The People’s Health Alliance, The People’s Food & Farming Alliance, World Council for Health are just 3 parallel structures which have been developed from the ground up as alternatives to corrupt systems.
If you want to fight back against woke globalism, then inviting Gove to speak is the equivalent of ushering in the horse at Troy.
“we can put the fate of the Taiwan Strait and the menace of TikTok on ice for now”
If Taiwan goes the western world will face a major setback from which it might not recover in time to defend itself when the state – on -state offensive begins, and not even when terrorists get organised. The proportion of high grade chips produced in Taiwant is critical to the west.
As to Tic Toc, its dismissal by the author s he sort of answer Tory monisters have given, along the lines of “oh, its only foam or fluff and of no consequence”. They say it about BLM and Wokeism. Some of them still say it about Islam and demonstrations in the streets.
They are wrong and so is the author ofn dismissing such issues. Social media and demonstrations are the building blocls of undermining confidence in the west among its citizens.
The fact Gove was there shows it was far too oriented to the political class or elite. Where was Farage. As to comedians, where was Dominic Frisby.
Don’t be fooled. Farage is the other side of the fake binary. The antithesis to their thesis. He’s there to channel and assuage articulate, conservative-leaning dissent.
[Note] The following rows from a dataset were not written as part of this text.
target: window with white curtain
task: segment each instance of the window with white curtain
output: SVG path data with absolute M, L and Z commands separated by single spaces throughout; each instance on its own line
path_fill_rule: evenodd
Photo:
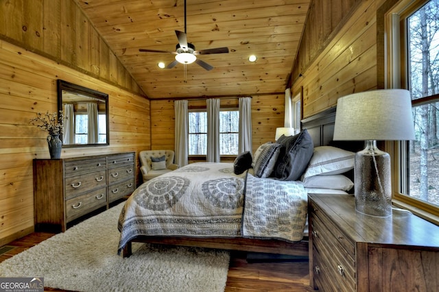
M 237 108 L 220 112 L 220 154 L 237 155 L 239 112 Z M 189 112 L 189 155 L 206 155 L 207 112 L 191 110 Z
M 99 114 L 98 120 L 98 143 L 105 143 L 106 141 L 106 116 L 105 113 Z M 88 116 L 86 112 L 75 113 L 75 143 L 86 144 Z

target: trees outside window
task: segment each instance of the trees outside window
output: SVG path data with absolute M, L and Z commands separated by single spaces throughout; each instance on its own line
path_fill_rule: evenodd
M 233 109 L 220 112 L 220 154 L 237 155 L 239 112 Z M 191 111 L 189 113 L 189 155 L 207 153 L 207 112 Z
M 439 0 L 430 0 L 401 19 L 406 44 L 406 84 L 412 94 L 416 140 L 401 156 L 405 195 L 439 206 Z M 407 162 L 407 163 L 405 163 Z

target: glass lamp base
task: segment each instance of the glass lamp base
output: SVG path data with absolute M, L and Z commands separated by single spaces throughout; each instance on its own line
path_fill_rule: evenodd
M 366 148 L 355 154 L 354 167 L 355 210 L 367 215 L 392 215 L 390 156 L 367 141 Z

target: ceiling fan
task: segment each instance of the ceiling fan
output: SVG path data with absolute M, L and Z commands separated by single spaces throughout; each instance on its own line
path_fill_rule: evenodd
M 139 51 L 150 53 L 166 53 L 176 55 L 176 60 L 165 67 L 168 69 L 174 68 L 178 63 L 186 65 L 195 62 L 207 71 L 212 70 L 213 66 L 197 58 L 197 56 L 228 53 L 228 48 L 226 47 L 195 51 L 195 46 L 190 42 L 187 42 L 187 38 L 186 37 L 186 0 L 185 0 L 185 32 L 178 30 L 176 30 L 175 32 L 177 35 L 177 38 L 178 39 L 178 43 L 176 46 L 176 51 L 148 49 L 139 49 Z

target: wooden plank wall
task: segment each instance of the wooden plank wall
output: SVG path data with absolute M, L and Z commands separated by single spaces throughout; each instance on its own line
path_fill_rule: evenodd
M 283 127 L 285 96 L 252 95 L 252 125 L 253 151 L 265 142 L 274 140 L 276 128 Z M 189 108 L 206 108 L 206 101 L 188 99 Z M 238 107 L 238 99 L 222 99 L 224 108 Z M 174 100 L 151 101 L 151 147 L 174 149 L 175 119 Z
M 295 67 L 295 70 L 300 67 L 302 71 L 294 73 L 297 76 L 293 80 L 293 96 L 303 89 L 305 118 L 335 106 L 339 97 L 377 89 L 379 83 L 382 83 L 377 76 L 380 58 L 377 40 L 377 36 L 383 37 L 384 34 L 383 27 L 377 25 L 377 10 L 384 1 L 351 2 L 354 9 L 342 21 L 343 25 L 333 32 L 331 41 L 315 58 L 308 54 L 308 62 L 302 60 L 303 63 Z M 318 15 L 315 18 L 320 19 Z M 312 27 L 313 23 L 316 23 L 316 27 L 309 28 L 307 33 L 313 35 L 320 32 L 321 27 L 317 21 L 307 25 Z M 307 35 L 302 38 L 307 38 Z
M 74 1 L 1 1 L 0 19 L 0 39 L 145 95 Z
M 32 159 L 49 155 L 29 121 L 57 110 L 57 79 L 108 94 L 110 106 L 110 145 L 62 158 L 139 153 L 151 141 L 150 101 L 74 2 L 0 1 L 0 19 L 1 246 L 34 230 Z

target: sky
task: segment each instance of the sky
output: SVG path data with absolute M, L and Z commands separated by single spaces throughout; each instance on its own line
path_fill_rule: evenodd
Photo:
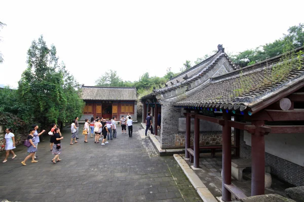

I think the problem western civilisation is facing is the problem with left brain/right brain ‘thinking’. Dr Ian McGilchrist has some insight into this dichotomy which I am only just beginning to appreciate. Our problems started 3 or 4 centuries ago with the rise of science and the rational, materialistic, mechanistic view of nature and the universe. We are all cogs in a machine that can be dissected and re-engineered to achieve perfection (left brain). But consciousness, soul and God, anything subjective and unquantifiable (right brain thinking), was ignored and forgotten because there are no equations or formula that can adequately explain these ethereal phenomena. The pursuit of scientific dominance of nature and humanity is our undoing. We need a little bit more self-reflection and awareness of transcendental values in life to balance the scientific, materialistic achievements that science has obviously brought us. No one wants to revert to the stone age, apart from Greta.
Glad to see this mentioned. McGilchrist’s steer is that we ought to be guided by spiritual ideation. He is right on, and has clearly influenced Peterson.
Here he talks with Peterson –
https://www.youtube.com/watch?v=bcthCcEHmAc
“The attendees at ARC are not the defenders of a moral consensus, but the enemies of an existing one”…..So what was the jab pushing, fake Brexiteer ‘Gove’ doing there!
I’ve heard tell that JP is merely controlled opposition and the fact that this conference was more of a damp squib than the spark of the fight-back seems to support that view. Peterson is a perfectly capable orator so why waste this chance to ignite and inspire? And the inclusion of Michael Gove? WTF? He’s part of the problem surely, hanging around on the periphery of government with his over-moist lips, waiting for the next train crash. What a pity.
Having Michael Gove speaking at this conference voids any credibility that it might have had as a vector of positive change or effective opposition to the spreading evil of world governance. He already sold his soul to the devil
First the end destination must be defined.
Where are they going?
What will society look like if they get what they want?
Only when they know their end goal will they know in what direction to go and begin to plan how to get there.